Peut-on croire les sondages ? (2002), Hommes, femmes, avons-nous le même cerveau ? (2007), Peut-on prévoir les tsunamis ? (2006)… Depuis quinze ans, Le Pommier explique, déchiffre, illustre. "Une trentaine de maisons d’édition publient de la vulgarisation, mais nous sommes les seuls à ne faire que cela", souligne Sophie Bancquart, directrice générale déléguée. La petite maison - quatre salariés et demi et 650 titres au catalogue - est spécialisée dans les sciences, la philosophie et les sciences humaines. Elle publie aussi bien des romans, des nouvelles et des beaux livres que des albums illustrés, et ce pour tous les âges. Objectif : rendre ces ouvrages attractifs pour le grand public malgré la mauvaise réputation dont souffrent souvent les livres de science, parfois jusqu’en librairie.
Révélation
Pour les 15 ans du Pommier, Sophie Bancquart veut inciter les libraires à "mettre en avant les livres du fonds, et pas seulement les nouveautés". Du 12 mai au 30 juillet, ils pourront participer à un concours de vitrines, avec à la clé un week-end dans un château. Un arbre en carton et deux affiches leur seront fournis. Pour chaque livre acheté, un sac imprimé sera offert aux clients. Sophie Bancquart défend la place des sciences dans le paysage éditorial. Pourtant, rien ne prédestinait cette éditrice, à la fibre plutôt littéraire, à se lancer dans ce secteur.
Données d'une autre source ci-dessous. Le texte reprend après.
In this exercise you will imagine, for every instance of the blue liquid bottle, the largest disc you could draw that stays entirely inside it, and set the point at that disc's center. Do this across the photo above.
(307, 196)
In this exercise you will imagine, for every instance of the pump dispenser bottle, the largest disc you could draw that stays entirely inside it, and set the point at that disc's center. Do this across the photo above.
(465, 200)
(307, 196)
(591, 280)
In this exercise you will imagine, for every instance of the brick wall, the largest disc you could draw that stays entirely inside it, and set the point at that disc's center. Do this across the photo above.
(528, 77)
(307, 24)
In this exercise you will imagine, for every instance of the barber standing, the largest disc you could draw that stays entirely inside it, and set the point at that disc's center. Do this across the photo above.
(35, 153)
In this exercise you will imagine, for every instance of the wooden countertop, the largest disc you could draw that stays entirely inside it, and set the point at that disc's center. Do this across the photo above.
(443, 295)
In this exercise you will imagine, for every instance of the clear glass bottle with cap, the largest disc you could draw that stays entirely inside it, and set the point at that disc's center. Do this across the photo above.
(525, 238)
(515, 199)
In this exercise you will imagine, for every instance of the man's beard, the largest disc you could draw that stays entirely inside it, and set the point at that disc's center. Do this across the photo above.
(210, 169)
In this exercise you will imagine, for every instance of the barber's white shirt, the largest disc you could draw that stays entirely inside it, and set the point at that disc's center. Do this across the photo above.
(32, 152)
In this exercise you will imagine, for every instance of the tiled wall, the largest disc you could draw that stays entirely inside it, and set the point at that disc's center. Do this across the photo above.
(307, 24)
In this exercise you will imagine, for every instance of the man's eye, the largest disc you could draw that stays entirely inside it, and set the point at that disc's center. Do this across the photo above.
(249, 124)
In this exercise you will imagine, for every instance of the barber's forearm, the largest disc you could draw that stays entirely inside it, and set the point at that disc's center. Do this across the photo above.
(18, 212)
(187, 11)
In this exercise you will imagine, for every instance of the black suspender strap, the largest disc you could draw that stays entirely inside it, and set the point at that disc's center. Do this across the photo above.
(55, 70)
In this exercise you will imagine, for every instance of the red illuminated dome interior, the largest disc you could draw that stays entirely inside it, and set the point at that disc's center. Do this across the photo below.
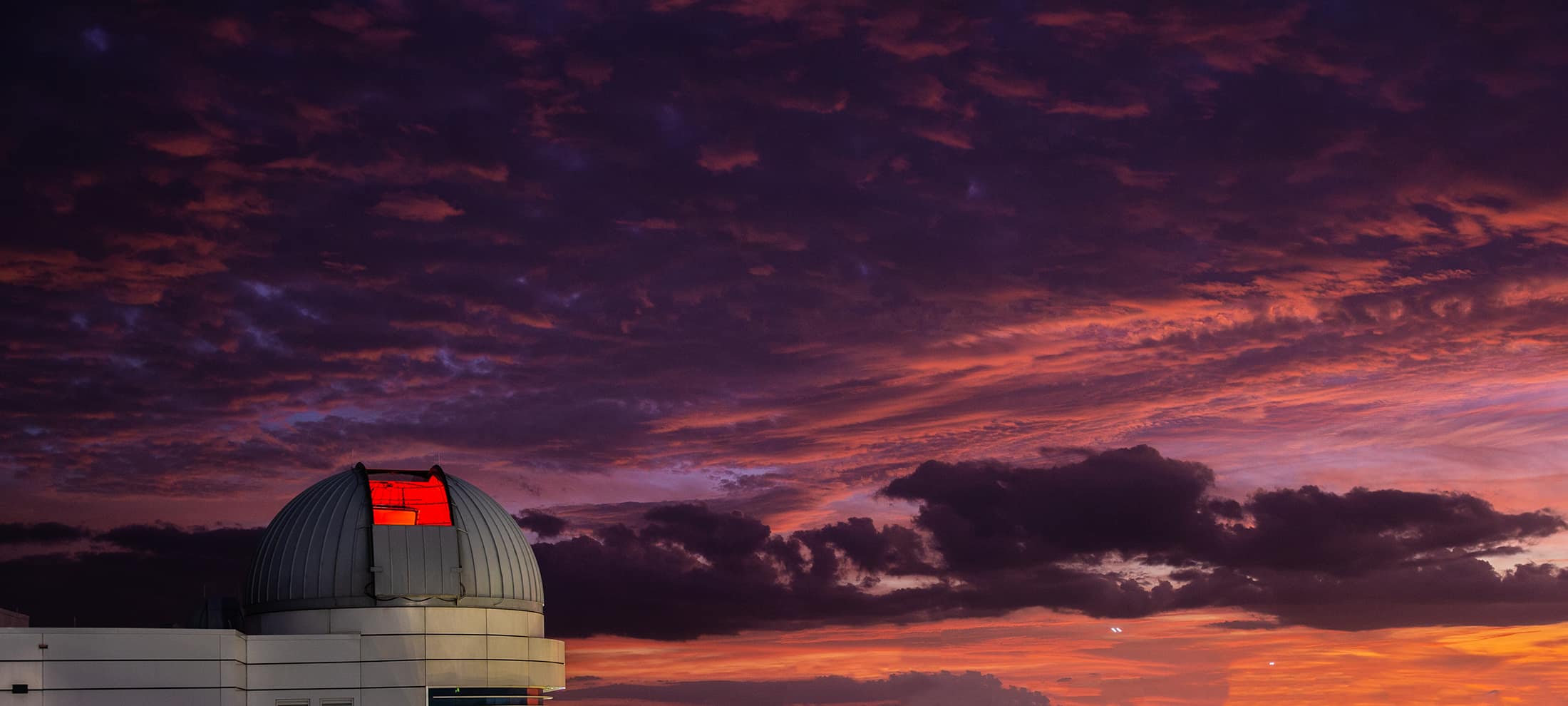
(401, 498)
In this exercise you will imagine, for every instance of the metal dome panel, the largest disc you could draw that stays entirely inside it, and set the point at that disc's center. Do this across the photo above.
(320, 553)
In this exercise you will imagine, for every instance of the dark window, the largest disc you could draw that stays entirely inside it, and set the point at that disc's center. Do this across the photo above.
(487, 697)
(408, 498)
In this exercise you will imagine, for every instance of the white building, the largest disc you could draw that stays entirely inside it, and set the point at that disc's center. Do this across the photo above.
(369, 589)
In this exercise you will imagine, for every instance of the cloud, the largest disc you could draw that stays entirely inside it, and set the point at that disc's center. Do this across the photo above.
(912, 689)
(40, 532)
(542, 524)
(414, 208)
(723, 158)
(986, 540)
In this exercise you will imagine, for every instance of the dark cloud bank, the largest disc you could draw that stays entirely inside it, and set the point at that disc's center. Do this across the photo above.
(1120, 534)
(913, 687)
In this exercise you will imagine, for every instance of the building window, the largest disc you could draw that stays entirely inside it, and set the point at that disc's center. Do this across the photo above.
(408, 498)
(487, 697)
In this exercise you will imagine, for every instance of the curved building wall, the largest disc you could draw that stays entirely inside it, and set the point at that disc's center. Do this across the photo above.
(322, 553)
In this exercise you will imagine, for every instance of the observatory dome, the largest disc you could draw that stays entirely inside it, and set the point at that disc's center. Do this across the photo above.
(385, 538)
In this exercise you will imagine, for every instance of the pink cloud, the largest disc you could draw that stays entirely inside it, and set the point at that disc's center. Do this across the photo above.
(414, 208)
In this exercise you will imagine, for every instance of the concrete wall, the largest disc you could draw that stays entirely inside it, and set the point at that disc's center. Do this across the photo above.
(375, 656)
(436, 647)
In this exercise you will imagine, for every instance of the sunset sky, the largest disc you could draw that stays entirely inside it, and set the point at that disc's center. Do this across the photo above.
(828, 352)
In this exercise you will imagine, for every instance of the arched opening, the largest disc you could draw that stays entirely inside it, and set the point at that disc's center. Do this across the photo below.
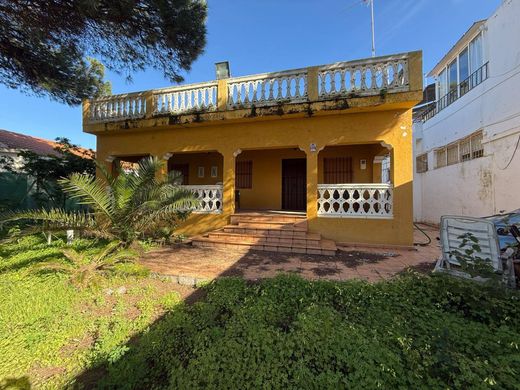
(201, 173)
(355, 181)
(271, 179)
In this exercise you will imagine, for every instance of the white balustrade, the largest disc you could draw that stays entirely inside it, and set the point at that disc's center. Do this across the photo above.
(367, 77)
(268, 88)
(370, 200)
(117, 107)
(194, 97)
(364, 77)
(209, 197)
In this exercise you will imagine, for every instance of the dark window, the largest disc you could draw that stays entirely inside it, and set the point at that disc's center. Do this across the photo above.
(244, 174)
(337, 170)
(183, 170)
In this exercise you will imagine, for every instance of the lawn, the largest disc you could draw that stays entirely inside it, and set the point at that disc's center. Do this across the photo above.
(51, 331)
(413, 331)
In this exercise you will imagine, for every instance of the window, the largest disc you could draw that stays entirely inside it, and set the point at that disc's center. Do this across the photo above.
(243, 174)
(421, 163)
(476, 57)
(477, 150)
(452, 153)
(465, 149)
(443, 83)
(386, 170)
(182, 171)
(463, 71)
(337, 170)
(452, 81)
(440, 158)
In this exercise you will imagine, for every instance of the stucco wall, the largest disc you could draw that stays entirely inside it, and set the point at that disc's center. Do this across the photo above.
(196, 160)
(266, 191)
(391, 127)
(482, 186)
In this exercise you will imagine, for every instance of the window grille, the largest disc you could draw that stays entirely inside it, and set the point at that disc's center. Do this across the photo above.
(421, 163)
(477, 150)
(440, 158)
(337, 170)
(243, 174)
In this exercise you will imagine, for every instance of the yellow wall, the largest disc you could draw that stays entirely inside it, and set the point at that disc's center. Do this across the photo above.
(357, 153)
(393, 127)
(195, 160)
(266, 191)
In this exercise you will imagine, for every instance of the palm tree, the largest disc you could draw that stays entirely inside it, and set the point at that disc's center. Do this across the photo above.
(122, 207)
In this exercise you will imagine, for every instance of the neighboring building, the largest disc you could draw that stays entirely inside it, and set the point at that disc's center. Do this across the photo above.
(466, 142)
(16, 190)
(333, 142)
(11, 144)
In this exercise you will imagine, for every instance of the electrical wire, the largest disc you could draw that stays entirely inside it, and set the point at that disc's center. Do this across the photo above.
(513, 156)
(423, 232)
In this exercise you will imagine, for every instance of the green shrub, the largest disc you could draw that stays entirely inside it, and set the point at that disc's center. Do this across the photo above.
(410, 332)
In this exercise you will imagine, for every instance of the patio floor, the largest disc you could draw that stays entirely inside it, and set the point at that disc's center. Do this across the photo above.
(188, 263)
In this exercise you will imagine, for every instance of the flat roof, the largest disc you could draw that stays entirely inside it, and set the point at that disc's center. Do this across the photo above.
(452, 53)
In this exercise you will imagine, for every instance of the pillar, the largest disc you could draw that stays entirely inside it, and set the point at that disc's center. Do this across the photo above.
(312, 180)
(228, 179)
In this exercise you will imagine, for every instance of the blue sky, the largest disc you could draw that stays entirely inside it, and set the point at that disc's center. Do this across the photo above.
(259, 36)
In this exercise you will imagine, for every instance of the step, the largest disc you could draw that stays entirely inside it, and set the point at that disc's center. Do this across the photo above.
(274, 226)
(296, 242)
(276, 218)
(326, 247)
(272, 232)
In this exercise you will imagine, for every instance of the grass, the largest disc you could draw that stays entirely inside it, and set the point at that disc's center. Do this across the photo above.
(51, 331)
(413, 331)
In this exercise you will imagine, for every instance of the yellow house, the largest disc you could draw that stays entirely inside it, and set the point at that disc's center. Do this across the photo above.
(324, 149)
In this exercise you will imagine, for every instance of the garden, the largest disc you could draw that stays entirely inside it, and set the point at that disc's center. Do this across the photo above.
(85, 314)
(129, 330)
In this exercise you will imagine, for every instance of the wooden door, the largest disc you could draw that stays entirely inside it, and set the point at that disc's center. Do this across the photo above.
(183, 170)
(294, 184)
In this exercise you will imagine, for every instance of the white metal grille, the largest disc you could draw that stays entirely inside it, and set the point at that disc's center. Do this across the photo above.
(209, 196)
(371, 200)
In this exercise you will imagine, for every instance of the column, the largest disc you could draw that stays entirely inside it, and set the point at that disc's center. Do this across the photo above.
(312, 181)
(228, 176)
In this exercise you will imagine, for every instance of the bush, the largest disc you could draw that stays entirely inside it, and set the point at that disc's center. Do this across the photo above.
(410, 332)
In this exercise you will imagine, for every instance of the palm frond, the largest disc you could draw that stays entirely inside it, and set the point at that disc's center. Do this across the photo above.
(89, 192)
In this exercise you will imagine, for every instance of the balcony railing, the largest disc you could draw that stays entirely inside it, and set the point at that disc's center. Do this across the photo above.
(209, 197)
(356, 200)
(476, 78)
(366, 77)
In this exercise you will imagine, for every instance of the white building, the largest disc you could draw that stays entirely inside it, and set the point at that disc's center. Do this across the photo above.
(467, 142)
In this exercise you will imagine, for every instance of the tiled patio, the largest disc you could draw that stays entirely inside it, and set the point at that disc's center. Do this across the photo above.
(188, 263)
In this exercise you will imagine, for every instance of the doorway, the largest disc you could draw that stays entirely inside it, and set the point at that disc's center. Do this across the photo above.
(294, 184)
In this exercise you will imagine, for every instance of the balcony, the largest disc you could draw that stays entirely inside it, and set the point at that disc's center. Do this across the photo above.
(475, 79)
(334, 86)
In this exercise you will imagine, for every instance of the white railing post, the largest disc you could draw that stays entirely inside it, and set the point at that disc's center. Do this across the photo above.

En 1987, alors qu’elle est responsable des dictionnaires thématiques et des beaux livres chez Bordas, elle fait la rencontre du philosophe Michel Serres, qui lui présente des auteurs scientifiques. Une révélation. "Je me suis dit : c’est incroyable, enfin des gens avec qui c’est agréable de travailler ! Ils n’ont pas d’ego. Ils n’ont qu’une envie : partager leurs savoirs. C’est le contraire de ce que je connaissais." Sophie Bancquart intègre Flammarion, puis monte la marque Le Pommier chez Fayard. Avec ses auteurs, dont Michel Serres, elle rachète la maison, qui devient indépendante. Puis rejoint le groupe Belin pour que Le Pommier "survive" à son départ.
Aujourd’hui, elle a choisi celle qui lui succédera, Juliette Thomas, qui travaille avec elle depuis longtemps. Michel Serres, même s’il n’a plus de fonction officielle dans la maison, garde un lien étroit avec elle. "On se téléphone une ou plusieurs fois par jour", confie l’éditrice. Le philosophe a signé le plus grand succès du Pommier, Petite Poucette (2012), 215 000 exemplaires vendus. Un succès qui a fait bondir le chiffre d’affaires, passé de 1,06 million d’euros en 2012 à 1,4 million d’euros en 2013, et qui a notamment convaincu l’éditrice de resserrer la production. Cette année, 45 nouveautés seront publiées, contre une soixantaine il y a deux ans. "Nous publions moins de livres bon marché et davantage d’ouvrages plus importants pour mieux les travailler. Car nous faisons appel à des experts : universitaires, chercheurs, consultants, qui n’ont pas forcément l’habitude d’écrire pour des novices", explique Sophie Bancquart. La collection "Les minipommes" est construite en collaboration avec des élèves de CM1. Pour les adultes aussi, l’approche est adaptée. "On publie des livres très simples comme ceux de la collection "Petites pommes du savoir", qui aura une nouvelle formule en octobre, mais on cible aussi les "amateurs éclairés" avec d’autres collections", précise l’éditrice.
Fascination
Le Pommier a un côté militant, avec des ouvrages comme Les marchands de doute (2012) de Naomi Oreskes et Erik M. Conway, sur la façon dont les lobbys influencent la politique en matière d’alcool, de tabac et de réchauffement climatique. "Le marché de la vulgarisation a un grand potentiel : les questions soulevées par les scientifiques nous concernent. Le problème, c’est que personne ne veut s’en emparer car tout le monde pense que c’est difficile", regrette la directrice du Pommier. Pour elle, l’intérêt est pourtant là. "Au Salon du livre, le public est fasciné par ces ouvrages mis côte à côte, note-t-elle. L’accueil n’est pas le même qu’en librairie, où les livres ne sont pas toujours mis en valeur. Chez Gibert Joseph, le rayon science est au cinquième étage."
Pour promouvoir les ouvrages de vulgarisation scientifique, Sophie Bancquart a initié en 2004, au sein du Syndicat national de l’édition, le groupe Sciences pour tous. Elle fait aussi partie, avec Belin, du club des Fous de sciences, qui prévoit une mise en avant du fonds dans une cinquantaine de librairies.